UJI MATERIIL

Di Sidang MK, Ahli Sebut Pemeriksaan Bukper Bukan Objek Praperadilan

Muhamad Wildan | Selasa, 07 November 2023 | 18:30 WIB
Di Sidang MK, Ahli Sebut Pemeriksaan Bukper Bukan Objek Praperadilan

Pakar Hukum Pidana Universitas Bina Nusantara Ahmad Sofian dalam persidangan yang digelar MK pada hari ini, Selasa (7/11/2023).

JAKARTA, DDTCNews - Mahkamah Konstitusi (MK) melanjutkan sidang mengenai permohonan pengujian materiil atas ketentuan pemeriksaan bukti permulaan (bukper) pada Pasal 43A ayat (1) dan ayat (4) UU KUP s.t.d.t.d UU HPP.

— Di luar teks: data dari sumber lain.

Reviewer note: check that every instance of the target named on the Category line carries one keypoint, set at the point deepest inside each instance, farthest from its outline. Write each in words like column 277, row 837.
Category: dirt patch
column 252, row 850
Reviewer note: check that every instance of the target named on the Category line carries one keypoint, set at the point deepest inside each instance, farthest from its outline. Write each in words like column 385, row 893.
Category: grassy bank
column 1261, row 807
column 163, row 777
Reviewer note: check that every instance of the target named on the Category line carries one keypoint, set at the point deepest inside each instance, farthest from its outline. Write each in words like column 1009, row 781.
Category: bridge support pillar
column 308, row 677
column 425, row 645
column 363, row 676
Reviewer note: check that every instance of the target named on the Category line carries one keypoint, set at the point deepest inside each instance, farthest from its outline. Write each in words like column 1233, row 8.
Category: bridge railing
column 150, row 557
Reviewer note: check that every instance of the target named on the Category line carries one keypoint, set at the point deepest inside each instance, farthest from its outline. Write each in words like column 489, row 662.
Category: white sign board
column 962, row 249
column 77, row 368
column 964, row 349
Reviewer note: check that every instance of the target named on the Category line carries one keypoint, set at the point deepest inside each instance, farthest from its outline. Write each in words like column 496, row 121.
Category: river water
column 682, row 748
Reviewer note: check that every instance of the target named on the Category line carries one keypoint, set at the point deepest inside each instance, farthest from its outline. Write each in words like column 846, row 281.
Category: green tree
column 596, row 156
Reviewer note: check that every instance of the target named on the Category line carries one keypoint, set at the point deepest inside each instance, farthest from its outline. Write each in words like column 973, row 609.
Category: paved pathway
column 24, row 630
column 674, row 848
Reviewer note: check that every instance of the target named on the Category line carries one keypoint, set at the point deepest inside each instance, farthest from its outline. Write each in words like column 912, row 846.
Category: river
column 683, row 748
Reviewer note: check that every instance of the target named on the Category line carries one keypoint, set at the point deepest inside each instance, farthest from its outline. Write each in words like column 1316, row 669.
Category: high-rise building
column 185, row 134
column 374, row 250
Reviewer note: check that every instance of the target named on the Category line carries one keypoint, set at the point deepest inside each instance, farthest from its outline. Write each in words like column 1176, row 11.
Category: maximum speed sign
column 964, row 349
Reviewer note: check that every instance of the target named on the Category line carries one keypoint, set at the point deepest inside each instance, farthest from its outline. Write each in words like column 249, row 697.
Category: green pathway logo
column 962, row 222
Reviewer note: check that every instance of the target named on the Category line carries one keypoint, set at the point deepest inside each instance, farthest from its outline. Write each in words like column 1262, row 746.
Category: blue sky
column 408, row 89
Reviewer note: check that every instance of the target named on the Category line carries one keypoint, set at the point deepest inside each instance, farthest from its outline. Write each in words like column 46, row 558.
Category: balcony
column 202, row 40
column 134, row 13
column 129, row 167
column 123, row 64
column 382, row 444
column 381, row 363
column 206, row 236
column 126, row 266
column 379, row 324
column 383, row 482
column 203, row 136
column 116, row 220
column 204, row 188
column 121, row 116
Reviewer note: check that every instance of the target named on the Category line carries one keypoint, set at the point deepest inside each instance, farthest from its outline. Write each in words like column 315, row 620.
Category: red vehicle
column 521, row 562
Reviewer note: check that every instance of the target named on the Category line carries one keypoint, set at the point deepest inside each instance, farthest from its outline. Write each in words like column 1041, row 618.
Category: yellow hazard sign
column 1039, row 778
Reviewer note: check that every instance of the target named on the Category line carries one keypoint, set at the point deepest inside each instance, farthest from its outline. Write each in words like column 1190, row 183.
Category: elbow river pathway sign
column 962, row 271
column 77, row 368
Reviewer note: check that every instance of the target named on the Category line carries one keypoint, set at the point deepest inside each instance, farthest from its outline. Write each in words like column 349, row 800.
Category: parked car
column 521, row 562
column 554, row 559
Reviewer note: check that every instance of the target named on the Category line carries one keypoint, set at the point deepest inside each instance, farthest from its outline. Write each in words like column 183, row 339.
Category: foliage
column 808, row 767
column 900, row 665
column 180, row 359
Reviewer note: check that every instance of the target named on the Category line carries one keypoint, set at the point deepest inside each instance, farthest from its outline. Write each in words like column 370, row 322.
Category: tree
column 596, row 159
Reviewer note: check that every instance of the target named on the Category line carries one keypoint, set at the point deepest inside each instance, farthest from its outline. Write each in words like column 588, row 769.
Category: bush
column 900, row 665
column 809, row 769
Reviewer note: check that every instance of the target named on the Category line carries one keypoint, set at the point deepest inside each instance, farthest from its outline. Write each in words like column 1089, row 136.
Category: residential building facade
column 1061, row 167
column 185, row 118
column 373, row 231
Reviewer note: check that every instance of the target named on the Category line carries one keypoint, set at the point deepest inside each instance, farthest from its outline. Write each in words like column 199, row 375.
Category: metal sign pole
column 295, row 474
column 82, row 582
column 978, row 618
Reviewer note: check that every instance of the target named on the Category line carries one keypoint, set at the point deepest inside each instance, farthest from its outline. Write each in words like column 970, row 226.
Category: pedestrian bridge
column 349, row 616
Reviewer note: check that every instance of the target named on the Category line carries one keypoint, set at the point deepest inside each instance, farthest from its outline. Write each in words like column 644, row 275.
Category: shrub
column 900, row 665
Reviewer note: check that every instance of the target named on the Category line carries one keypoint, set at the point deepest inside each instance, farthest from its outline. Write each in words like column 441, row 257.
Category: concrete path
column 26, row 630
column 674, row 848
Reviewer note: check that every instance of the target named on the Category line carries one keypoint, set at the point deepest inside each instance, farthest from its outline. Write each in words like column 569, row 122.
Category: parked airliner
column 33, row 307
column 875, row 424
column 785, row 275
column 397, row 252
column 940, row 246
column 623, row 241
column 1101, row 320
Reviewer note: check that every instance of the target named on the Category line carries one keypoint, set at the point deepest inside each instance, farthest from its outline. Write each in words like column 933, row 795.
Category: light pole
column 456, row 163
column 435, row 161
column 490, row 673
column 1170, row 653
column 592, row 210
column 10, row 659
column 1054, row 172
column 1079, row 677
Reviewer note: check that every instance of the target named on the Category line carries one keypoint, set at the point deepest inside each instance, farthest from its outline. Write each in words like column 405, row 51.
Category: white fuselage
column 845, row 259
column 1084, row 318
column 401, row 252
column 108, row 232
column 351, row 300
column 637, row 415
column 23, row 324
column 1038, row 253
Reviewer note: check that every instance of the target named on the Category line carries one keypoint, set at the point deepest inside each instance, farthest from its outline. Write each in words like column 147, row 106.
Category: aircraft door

Perwakilan pemerintah menghadirkan 2 ahli di antaranya Pakar Hukum Pidana Universitas Bina Nusantara Ahmad Sofian. Menurut Ahmad, pemeriksaan bukper tak bisa dijadikan objek praperadilan mengingat pemeriksaan bukper memiliki kedudukan yang sama dengan penyelidikan.

"Kalau pemeriksaan bukper dijadikan objek praperadilan, tugas dari lembaga praperadilan itu makin luas, makin besar. Pemeriksaan bukper dipersamakan dengan penyelidikan sehingga penyelidikan pun kelak akan menjadi objek praperadilan," katanya, Selasa (7/11/2023).

Baca Juga:
Catat! Pengkreditan Pajak Masukan yang Ditagih dengan SKP Tak Berubah

Ahmad memandang pemeriksaan bukper menjadi objek praperadilan akan menimbulkan kekacauan hukum pidana formil dan akan berakibat hilangnya tujuan dari dibentuknya praperadilan.

Menurutnya, pemeriksaan bukper bukan objek praperadilan karena pemeriksaan bukper tersebut merupakan upaya untuk memastikan ada atau tidaknya tindak pidana perpajakan yang merugikan pendapatan negara.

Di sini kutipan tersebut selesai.